(英エコノミスト誌 2022年6月4日号)
核爆弾を使う脅しで、ロシア大統領は核の秩序をひっくり返した。
ロシアのウラジーミル・プーチン大統領は100日前、核攻撃もあるぞと警告してウクライナ侵攻を開始した。
ロシア保有の核兵器を賛美し、ウクライナを従属させると公約し、「歴史上誰も見たこともないような」結果をちらつかせ、介入に意欲的な国々を脅した。
ロシアのテレビはそれ以降、アルマゲドンをめぐるムダ話を流して視聴者をじらしている。

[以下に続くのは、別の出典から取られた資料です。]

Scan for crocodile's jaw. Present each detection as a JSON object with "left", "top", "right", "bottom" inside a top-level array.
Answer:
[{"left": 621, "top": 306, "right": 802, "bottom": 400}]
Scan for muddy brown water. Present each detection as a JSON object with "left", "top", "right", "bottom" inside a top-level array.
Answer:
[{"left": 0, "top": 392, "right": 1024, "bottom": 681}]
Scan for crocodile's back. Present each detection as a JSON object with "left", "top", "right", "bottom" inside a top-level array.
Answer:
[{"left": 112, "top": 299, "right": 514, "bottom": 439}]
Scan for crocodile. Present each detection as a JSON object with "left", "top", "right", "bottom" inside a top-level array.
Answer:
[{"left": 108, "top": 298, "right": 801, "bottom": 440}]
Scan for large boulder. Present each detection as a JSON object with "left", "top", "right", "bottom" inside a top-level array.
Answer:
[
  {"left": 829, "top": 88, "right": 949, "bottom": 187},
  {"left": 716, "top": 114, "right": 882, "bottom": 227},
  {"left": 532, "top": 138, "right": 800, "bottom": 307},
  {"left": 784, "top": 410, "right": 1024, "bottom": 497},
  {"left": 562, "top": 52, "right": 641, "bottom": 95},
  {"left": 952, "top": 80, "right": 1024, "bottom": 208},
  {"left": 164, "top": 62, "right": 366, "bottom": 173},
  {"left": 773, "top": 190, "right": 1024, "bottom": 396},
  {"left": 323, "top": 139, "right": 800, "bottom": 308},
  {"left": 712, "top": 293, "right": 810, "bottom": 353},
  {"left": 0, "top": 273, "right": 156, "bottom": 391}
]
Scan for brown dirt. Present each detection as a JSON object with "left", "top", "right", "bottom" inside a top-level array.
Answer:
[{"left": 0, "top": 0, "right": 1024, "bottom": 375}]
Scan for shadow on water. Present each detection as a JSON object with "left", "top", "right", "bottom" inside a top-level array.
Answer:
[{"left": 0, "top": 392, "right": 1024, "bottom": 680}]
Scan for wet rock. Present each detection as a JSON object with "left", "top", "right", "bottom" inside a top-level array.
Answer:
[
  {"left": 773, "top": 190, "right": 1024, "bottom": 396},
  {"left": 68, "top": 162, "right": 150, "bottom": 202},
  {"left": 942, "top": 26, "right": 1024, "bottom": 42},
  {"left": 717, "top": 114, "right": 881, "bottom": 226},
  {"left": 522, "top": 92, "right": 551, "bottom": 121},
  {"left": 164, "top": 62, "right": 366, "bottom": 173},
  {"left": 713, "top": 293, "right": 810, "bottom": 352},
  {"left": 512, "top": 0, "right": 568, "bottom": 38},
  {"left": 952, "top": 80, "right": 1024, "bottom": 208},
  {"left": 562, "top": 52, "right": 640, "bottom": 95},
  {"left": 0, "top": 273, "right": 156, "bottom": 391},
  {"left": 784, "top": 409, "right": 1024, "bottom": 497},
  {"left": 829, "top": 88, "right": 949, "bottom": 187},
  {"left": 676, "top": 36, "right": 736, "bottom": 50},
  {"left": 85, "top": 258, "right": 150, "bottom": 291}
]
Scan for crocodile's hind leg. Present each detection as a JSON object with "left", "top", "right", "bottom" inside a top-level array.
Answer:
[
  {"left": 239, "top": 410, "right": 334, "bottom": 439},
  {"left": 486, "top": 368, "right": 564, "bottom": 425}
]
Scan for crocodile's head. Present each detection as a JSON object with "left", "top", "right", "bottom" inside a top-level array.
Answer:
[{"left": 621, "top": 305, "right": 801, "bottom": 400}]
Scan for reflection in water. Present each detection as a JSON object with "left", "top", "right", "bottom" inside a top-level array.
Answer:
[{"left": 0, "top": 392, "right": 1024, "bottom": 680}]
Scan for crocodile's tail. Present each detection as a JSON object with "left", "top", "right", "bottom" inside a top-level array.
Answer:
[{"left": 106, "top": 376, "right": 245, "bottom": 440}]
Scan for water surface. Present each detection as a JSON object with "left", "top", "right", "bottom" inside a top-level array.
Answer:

たとえウクライナで核爆弾を使用しないとしても、プーチン氏はこのようにして核の秩序をすでにひっくり返した。
この脅しを受けた後、北大西洋条約機構(NATO)は準備していた支援の提供に制限を加えた。このことがもたらし得る影響は2つある。
それも、ロシアの通常兵器による軍事行動によってかき消されている分だけ、一段と懸念されるものになっている。
第1の影響は、ウクライナの目を通して世界を見ている脆弱な国々が、核兵器を持っている侵略者から自国を守る最良の手段は自ら核武装することだと感じてしまうこと。
第2の影響は、すでに核兵器を持っている国々が、プーチン氏の戦術をまねれば自分たちも得をすると考えることだ。
だとすれば、どこかの誰かが脅しを実行に移すことは間違いない。それが今回の戦争の破滅的な遺産になってはならない。
侵攻前から高まっていた核の危険
核兵器使用の危険性はウクライナ侵攻以前から高まっていた。
北朝鮮は数十発の核弾頭を所有している。国連は先日、イランが同国初の核爆弾を製造するのに十分な量の濃縮ウランを保有していると述べた。
ロシアと米国の大陸間弾道ミサイル(ICBM)の数は、新戦略兵器削減条約(新START)によって2026年まで制限されるものの、核魚雷などの兵器は条約の対象外だ。
パキスタンは核兵器の保有を急増させている。中国は核戦力の近代化を進めており、米国防総省(ペンタゴン)によれば規模も拡大している。
こうした核拡散は、核兵器の使用を抑制する道徳的な嫌悪感が弱まっていることの反映だ。